The wheels of the machine were always started by Dave Cushing. He pulled the switch to spark the procedural hunt and sat back to await results before advancing to the next move in whatever game of hide-and-seek he might be playing.
“We’ve got his prints in the works,” Dave Cushing said. “I’ll have the results in a little while.”
“What about the mug hunt?” Harry Gahan asked.
“Tell Harry what you told me, Steve.”
“I suggested that maybe you wouldn’t stand a chance with his face, Harry. What I mean is I’m pretty positive he’s Jeff Masterson. Unless he dirtied himself up in a police matter during that period, how much good will the photo identification do you? The way I found it, Masterson is about two years out of college, a place called Blanchard University. He raised the beard after he graduated.”

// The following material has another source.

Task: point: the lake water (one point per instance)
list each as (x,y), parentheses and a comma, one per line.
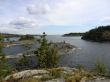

“Interesting,” said Harry. “But how can you be sure he’s Masterson?”
“The foolish tattoo. Corny as hell, but it tabs him. A kind of bird on his right wrist.”
“Lots of kids go for the bird-on-wrist foolishness, Steve.”
“Not this bird, Harry.’
“A special bird?”
“Different,” I said. “It’s a kind of crude, primitive design, something out of Indian or Inca culture, the sort of thing a longhair college kid would select. The routine tattoos are anchors and chains and stars and nude women. But Masterson’s smelled of a special job.”
“You’re pretty sure about him, aren’t you?” Dave Cushing asked. “It isn’t like you to be so positive.”
“Not at all like you,” Harry said. “What’s the gimmick, Steve?”
“Nothing now.”
“But you had one? A hot one?”
“It blew up,” I said. “I exploded, Harry.”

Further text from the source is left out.